The fund also commented that the firm is underweight credit in general, but inflation-protected U.S. Treasuries, Asian fixed income and emerging market local currency bonds offer potential opportunities for additional yield.

Overall, its view is that investors should think globally, broaden their reach across a wide range of asset classes and be flexible as market conditions change.

Black Rock began building a long position in European equities in the fourth quarter of 2021, based on both valuations and positive growth indications, and maintained its position through the end of April 2022.

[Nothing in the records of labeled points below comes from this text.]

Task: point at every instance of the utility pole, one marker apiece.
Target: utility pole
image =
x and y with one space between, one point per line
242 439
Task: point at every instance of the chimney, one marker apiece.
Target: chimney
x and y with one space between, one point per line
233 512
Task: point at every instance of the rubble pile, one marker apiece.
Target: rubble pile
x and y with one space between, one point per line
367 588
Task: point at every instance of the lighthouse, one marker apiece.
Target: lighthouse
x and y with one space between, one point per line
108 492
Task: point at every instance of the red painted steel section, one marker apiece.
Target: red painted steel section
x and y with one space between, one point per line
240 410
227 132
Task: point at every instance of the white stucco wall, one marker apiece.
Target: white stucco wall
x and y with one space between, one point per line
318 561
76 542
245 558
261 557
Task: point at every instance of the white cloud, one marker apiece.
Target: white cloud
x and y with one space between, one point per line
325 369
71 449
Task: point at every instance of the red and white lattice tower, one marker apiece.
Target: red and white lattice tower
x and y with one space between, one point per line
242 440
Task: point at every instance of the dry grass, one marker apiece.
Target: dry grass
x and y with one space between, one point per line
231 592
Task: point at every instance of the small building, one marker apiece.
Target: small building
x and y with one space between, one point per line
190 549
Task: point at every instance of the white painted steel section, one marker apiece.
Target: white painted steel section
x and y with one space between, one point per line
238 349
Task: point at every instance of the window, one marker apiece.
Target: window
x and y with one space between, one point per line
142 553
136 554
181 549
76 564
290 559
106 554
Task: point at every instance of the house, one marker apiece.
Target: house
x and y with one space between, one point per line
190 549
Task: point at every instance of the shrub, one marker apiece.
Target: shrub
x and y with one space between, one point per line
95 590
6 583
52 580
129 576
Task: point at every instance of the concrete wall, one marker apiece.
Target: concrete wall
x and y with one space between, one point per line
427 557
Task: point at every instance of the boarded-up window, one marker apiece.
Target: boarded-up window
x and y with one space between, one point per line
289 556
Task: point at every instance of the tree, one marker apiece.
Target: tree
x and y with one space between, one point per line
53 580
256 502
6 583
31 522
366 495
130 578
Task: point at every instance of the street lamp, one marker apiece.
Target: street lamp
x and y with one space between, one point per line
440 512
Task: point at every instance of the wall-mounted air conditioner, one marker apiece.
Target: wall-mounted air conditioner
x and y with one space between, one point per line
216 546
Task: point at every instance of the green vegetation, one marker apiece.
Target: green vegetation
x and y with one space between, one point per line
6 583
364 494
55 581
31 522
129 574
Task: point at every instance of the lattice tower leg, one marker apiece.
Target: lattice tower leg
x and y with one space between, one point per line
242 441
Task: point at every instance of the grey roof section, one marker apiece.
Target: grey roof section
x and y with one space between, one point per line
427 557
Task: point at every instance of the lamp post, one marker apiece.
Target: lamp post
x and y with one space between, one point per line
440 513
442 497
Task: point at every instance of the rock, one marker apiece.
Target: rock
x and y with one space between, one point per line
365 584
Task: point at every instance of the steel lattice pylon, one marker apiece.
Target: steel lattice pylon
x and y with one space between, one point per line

In bonds, the Fund began the period with a long position in Australia, versus Germany, the United Kingdom and the United States.

BlackRock

Austrian growth and inflation appeared to be in retreat at the end of the period, and the central bank was expected to remain on an easing stance.

This stance weighed on yields in Q4 2021 following a higher than expected inflation report and the RBA‘s ending of the yield curve control policy.

The Fund also maintained its position for several weeks following this policy change, seeing prices as moving well with the country’s relatively weak growth and inflation outlook.

The Fund was positioned in emerging markets, with long positions in South Africa, India and China, and short positions in Poland, Mexico, Brazil and Korea.

China and financial losses

China’s zero-COVID policies posed a major challenge to growth, and inflation data, which reached multi-decade highs, led many emerging market central banks to initiate tightening cycles.

In currencies, the Fund began the period with a stronger position in the US dollar against a basket of developed market currencies, comprised primarily of the euro.

Toward the end of the period, with Europe under pressure from the Russian invasion of Ukraine in February 2022, the Fund closed its currency positions on the grounds that downside risks to the euro had increased.

In addition, as both the Canadian and Australian dollars were benefiting from high commodity prices, the investment advisor felt that these currencies were no longer ideal short pairs for the euro.

In the first half of the current year, BlackRock lost $1.7 billion of client money.